1. Is using ‘pm.sample_posterior_predictive’ to calculate the MAE and then compare across datasets (with diff N) appropriate?

2. Is the MAE of how well a model predicts its own data be indicative of how well the variables to the model were selected?

This is my first post so if you would like/need more information please do not hesitate to reach out!
Thank you!

Below is the code I use for one of the four countries (The United States)

Here I get the predicted values:

with h1_model: #the previously estimated Bayesian Beta Regression Model
ppc1 = pm.sample_posterior_predictive(
trace_USA, var_names=[‘y’], random_seed=RSEED)

Because there is 1 predicted ‘y’ value per trace I take the median

USA_pred_list = []
for i in range(len(USA)):
USA_pred_list.append(np.median(ppc1[‘y’][:,i]))

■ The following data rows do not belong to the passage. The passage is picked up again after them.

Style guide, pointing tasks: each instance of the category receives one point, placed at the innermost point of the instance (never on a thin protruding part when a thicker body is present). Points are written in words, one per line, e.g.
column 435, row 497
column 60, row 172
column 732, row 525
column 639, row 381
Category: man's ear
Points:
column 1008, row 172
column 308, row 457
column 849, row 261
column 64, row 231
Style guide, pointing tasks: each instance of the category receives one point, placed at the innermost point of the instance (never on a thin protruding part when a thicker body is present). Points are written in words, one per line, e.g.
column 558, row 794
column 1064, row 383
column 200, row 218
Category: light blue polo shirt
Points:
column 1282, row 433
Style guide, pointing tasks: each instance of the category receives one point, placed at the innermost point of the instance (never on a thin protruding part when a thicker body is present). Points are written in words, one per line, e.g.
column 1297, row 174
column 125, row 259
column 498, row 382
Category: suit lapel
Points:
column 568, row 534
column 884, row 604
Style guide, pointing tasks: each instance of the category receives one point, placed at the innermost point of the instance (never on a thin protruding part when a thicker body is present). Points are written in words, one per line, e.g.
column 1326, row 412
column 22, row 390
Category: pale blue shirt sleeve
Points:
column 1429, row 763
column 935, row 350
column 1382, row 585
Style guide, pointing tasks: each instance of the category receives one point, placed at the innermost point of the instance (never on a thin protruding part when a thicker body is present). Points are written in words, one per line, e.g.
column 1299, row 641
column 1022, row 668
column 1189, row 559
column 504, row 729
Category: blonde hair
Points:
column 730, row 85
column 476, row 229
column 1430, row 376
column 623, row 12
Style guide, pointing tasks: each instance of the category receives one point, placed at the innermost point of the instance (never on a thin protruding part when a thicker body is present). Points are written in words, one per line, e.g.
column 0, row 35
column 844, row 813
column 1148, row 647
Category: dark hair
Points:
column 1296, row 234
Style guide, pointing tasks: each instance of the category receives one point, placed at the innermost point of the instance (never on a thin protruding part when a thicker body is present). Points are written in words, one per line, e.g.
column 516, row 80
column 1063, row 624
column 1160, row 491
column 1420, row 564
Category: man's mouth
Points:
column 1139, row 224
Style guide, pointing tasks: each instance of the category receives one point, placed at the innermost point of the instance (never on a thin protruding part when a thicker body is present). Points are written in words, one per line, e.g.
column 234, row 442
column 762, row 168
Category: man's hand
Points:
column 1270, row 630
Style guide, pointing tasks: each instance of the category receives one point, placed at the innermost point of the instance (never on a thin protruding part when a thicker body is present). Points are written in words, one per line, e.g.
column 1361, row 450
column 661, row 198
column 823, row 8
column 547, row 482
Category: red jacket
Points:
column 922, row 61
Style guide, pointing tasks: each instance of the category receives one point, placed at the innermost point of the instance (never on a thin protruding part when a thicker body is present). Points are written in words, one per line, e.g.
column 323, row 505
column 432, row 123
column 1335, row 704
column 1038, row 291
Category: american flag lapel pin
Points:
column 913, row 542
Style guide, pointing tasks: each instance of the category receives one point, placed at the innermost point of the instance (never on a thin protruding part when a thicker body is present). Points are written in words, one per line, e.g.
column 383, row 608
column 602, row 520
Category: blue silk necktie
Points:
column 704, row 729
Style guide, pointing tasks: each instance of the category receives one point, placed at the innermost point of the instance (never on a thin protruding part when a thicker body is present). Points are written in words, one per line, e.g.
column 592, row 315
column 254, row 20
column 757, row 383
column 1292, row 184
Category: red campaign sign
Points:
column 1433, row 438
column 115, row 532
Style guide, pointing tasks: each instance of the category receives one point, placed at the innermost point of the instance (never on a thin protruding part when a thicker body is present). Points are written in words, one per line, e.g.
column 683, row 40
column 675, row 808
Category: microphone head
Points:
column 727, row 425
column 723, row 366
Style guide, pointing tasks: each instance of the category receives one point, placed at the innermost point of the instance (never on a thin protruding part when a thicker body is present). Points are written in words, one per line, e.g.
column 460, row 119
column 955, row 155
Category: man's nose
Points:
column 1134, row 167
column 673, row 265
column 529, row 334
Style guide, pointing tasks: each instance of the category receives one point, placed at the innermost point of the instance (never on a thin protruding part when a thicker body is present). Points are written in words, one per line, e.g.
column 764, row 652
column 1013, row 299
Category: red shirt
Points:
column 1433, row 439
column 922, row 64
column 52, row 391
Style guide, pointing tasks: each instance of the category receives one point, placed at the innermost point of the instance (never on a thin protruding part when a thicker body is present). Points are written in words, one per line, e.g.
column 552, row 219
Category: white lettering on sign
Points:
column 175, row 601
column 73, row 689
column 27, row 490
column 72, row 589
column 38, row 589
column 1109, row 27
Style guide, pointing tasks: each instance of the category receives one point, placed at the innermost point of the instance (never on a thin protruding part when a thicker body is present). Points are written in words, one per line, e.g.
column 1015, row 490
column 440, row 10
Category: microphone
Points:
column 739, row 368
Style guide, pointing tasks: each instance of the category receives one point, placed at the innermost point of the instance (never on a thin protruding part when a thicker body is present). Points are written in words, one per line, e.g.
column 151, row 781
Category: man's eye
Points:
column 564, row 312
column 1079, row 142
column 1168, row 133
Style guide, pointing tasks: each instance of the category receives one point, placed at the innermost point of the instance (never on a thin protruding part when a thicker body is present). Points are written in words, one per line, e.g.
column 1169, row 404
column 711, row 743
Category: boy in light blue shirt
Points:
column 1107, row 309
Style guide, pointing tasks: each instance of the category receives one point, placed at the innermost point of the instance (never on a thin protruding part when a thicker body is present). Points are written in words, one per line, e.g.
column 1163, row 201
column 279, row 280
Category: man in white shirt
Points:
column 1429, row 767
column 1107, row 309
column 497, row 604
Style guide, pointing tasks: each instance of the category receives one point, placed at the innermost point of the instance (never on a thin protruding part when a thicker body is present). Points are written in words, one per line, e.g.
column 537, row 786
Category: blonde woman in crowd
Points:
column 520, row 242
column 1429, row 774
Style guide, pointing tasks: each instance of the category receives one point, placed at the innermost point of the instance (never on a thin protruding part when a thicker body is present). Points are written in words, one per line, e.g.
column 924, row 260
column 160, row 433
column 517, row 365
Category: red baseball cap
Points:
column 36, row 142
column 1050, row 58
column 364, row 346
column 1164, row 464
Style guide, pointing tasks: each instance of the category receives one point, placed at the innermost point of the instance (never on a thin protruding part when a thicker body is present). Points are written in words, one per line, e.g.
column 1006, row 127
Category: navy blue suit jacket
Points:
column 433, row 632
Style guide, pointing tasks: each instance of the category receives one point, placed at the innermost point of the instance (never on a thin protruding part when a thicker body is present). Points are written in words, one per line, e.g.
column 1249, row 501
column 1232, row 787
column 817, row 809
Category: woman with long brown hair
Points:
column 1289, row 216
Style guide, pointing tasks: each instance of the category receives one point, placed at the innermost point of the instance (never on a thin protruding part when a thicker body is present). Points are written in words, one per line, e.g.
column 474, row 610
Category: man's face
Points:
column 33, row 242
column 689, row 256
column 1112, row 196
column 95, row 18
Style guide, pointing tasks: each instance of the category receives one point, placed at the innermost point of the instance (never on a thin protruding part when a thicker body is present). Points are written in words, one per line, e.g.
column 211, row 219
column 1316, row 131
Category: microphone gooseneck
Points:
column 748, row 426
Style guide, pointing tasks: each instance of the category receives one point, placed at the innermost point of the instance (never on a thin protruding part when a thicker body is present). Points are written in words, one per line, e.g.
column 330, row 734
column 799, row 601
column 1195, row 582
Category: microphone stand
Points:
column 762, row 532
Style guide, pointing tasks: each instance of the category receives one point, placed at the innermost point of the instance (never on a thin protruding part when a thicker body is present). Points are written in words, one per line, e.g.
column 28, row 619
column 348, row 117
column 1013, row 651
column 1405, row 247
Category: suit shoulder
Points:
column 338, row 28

And here, in subtracting the median prediction from the observed ‘y’ value and taking the mean, I calculate the mean absolute error.

USA_act_list = list(USA[‘soc_preport_adj’]) #the observed y variable
USA_list = []
for i in range(len(USA)):
temp = USA_pred_list[i] - USA_act_list[i]
USA_list.append(temp)
USA_list = [abs(ele) for ele in USA_list]
np.mean(USA_list)